Uzun İnce Yolculuğumuz: Güneydoğu Rapor Özeti III

“Bu dağlar meşe dağlar, vermiş baş başa dağlar. Yarim küsmüş gidiyor, koymayın aşa dağlar” Geldik mi Şırnak’ın kuş uçmaz kervan geçmez dağlarına Ahmet Abi? Gabar, Namaz… Dik yamaçlara tırmanırken Şırnak türkülerinin Urfa-Erzurum arası içerlek havasının seni çarptığını söylemeden edemeyeceğim. Yoksa Namaz Dağları’nın yamacında Polonya’nın kültürel meselelerini, din devlet, demokrasi anlayışlarını niye tartışasın ki! Her ne kadar “ideolojik şehir” desen de kabul edelim abi, türkülerinin tınısı seni çekiyor bu şehrin. Ne de olsa sarp dağlar, derin çaylarla örülü bir şehir. Mardin gibi önü açık değil. İnsanlığın dıramının dağlarla çevrildiği, türkülerin Botan çayı gibi derin ve uğultulu aktığı bir şehir burası.

Bülbüller düğün eyler/bilmem ki ne gün eyler/ben feleğe neyledim/bana bildiğin eyler/ Bilirim Ahmet Abi, senin de felekle bir hesabın vardır. Devasız dertlerin vardır. “bana bir sevda geldi, başımdan savabilmem” Görürüm ki senin de başında “bu millet” dediğin bir sevda vardır. Başından savmak ne mümkün! Bin miligramlık türkülerinle “yedi yıl yerde yatsan” bu aşk seni çürütmez, diri tutar. O zaman gel yolda barikat kurup üstümüze molotof atan arkadaşlara, dostlara aslında aynı milletten olduğumuzu belirten şu türküyle veda edelim: “Dereler buz bağladı/Avcılar iz bağladı/beni bir gelin vurdu/yaramı kız bağladı.”
Bu molotof atıp lastik yakan yeni yetmeler ya bu türküyü Okan Murat Öztürk’ten dinlememişler ya da yürekleri yanlarında değil. Şırnaklı olup da bu türküyü dinlemeyen, dinleyip de kolunda benzine, gaza uzanacak mecal kalan, o mecali bulduysa molotofu kolunda patlatmayan delikanlıya eyvahlar olsun!

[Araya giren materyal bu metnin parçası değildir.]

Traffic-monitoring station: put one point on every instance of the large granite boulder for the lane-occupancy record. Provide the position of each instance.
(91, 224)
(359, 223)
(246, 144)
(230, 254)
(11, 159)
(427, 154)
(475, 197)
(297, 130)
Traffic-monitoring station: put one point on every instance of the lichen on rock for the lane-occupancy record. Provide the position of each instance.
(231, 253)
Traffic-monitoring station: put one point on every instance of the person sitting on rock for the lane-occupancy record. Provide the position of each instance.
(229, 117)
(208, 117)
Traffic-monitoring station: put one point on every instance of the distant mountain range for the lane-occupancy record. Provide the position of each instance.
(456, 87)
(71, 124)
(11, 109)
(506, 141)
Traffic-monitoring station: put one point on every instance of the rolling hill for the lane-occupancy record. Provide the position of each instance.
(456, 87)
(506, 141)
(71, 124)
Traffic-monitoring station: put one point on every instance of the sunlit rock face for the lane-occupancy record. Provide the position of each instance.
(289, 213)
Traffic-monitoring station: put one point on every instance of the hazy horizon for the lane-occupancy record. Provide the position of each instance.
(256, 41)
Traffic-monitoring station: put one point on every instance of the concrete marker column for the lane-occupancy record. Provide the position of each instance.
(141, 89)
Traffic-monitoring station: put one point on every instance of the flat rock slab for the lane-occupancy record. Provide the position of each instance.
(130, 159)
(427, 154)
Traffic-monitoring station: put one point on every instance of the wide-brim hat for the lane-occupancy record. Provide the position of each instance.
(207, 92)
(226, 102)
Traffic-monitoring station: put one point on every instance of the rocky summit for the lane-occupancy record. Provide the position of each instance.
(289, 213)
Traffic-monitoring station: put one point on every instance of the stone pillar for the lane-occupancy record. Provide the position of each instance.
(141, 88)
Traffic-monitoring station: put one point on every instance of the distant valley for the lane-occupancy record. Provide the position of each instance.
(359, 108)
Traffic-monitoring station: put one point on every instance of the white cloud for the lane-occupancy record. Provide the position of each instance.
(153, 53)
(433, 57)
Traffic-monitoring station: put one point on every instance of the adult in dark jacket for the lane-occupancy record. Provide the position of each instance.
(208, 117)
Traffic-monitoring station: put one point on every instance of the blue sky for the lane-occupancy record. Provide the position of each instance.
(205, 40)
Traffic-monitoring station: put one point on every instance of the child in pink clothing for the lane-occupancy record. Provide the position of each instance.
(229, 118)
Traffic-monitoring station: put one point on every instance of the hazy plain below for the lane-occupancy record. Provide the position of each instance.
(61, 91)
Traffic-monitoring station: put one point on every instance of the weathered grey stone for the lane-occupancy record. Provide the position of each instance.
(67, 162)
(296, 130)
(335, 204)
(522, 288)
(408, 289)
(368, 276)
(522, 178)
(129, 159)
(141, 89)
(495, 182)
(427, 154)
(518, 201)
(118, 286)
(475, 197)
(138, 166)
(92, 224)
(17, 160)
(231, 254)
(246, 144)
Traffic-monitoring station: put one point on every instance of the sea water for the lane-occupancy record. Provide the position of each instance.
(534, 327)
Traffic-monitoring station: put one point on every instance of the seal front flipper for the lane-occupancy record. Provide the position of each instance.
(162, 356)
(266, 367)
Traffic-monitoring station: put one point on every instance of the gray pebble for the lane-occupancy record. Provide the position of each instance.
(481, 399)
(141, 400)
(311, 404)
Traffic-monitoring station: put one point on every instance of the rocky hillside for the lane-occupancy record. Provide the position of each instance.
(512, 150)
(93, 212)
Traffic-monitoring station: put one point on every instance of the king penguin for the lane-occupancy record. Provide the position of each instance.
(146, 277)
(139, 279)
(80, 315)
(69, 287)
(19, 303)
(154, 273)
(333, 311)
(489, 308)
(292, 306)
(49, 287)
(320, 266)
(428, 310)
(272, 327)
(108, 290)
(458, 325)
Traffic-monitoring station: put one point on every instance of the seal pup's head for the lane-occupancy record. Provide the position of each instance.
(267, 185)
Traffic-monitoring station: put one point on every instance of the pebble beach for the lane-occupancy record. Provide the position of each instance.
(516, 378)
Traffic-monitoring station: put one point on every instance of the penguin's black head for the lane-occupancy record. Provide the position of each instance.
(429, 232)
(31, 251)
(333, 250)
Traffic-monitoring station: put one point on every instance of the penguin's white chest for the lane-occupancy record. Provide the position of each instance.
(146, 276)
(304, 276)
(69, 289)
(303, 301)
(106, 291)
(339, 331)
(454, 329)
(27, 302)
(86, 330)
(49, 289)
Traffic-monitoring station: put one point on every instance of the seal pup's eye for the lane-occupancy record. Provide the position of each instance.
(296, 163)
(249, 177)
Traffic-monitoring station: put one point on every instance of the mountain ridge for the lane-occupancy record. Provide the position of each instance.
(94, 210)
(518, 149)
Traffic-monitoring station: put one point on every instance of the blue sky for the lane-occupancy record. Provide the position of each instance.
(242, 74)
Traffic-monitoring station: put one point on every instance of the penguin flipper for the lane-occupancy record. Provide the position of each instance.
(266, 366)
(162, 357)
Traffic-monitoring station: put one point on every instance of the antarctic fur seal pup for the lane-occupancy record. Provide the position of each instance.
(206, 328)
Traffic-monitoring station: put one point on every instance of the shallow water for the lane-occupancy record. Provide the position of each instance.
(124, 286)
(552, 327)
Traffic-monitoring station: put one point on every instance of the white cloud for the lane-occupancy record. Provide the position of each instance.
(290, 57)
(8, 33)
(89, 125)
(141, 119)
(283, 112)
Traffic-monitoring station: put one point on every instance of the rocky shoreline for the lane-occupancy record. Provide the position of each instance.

Şırnak, Avşar kızı, ak daş, Kırşehir’de Hacı Bektaş, Konya’da Mevlana, bayram günü… bunların hepsi Şırnak türkülerinin anahtar kavramları Ahmet Abi. Hangi yeni yetme ideolojik adam, aşkın önünde durmayı, bu derin akan berrak suyu geri çevirmeyi göze alabilir? Hangi ideoloji, Botan’a kapılıp giderken Konya’da Ulu Mevlana’dan, Merzifon’da Piri Baba’dan, Kırşehir’de Hacı Bektaş’tan himmet isteyen, “Mevlam şu taşa bir can ver” diye yalvaran bir garibin sesini kesebilir? Hangi seküler ferman, gözyaşının toprağa düştüğü andaki feryadın önüne geçebilir?

Şırnak ideolojik şehir falan değil Ahmet Abi. Anadolu’nun bütün şehirleri gibi yerin altındakilere de yerin üstündekilere de ağlayan bir şehir. Gurbeti olan, gurbeti bilen ve gurbeti yaşayan bir şehir. Ola ki gidenin gelmiyor olması kalanları biraz daha hırçın yapıyordur. “Eşimden ayrıldım, gözyaşım durmaz/yaralı ceylanım, avcılar vurmaz/vefasız o zalim halimi sormaz/yar ayrı ben ayrı şu yad ellerde/Dertliyim, ağlarım gözüm yollarda/

Gözü Namaz Dağları ile Gabar Dağları arasında kıvrıla kıvrıla gelen yolda yarini, milletdaşını beklemektedir Şırnak. İster arı duru Anadolu Türkçesiyle söylesin, isterse ideolojik olmayan ana dilinde öz Kürtçesiyle söylesin, Şırnak bu milletin ortak kaderi için ağıt yakmaktadır. Bu milletin duygularını sömürenler, yel esip toz kalktığında alttan akan derin damarın aynı coşku ve aynı derinlikte aktığını göreceklerdir.
Yorulduk Ahmet Abi. Şırnak’ın dik yamaçları yordu bizi. Şurda Veysel Karani Hazretleri’nin ziyaretgahında duralım biraz. Soluklanalım. Bir çay içelim. 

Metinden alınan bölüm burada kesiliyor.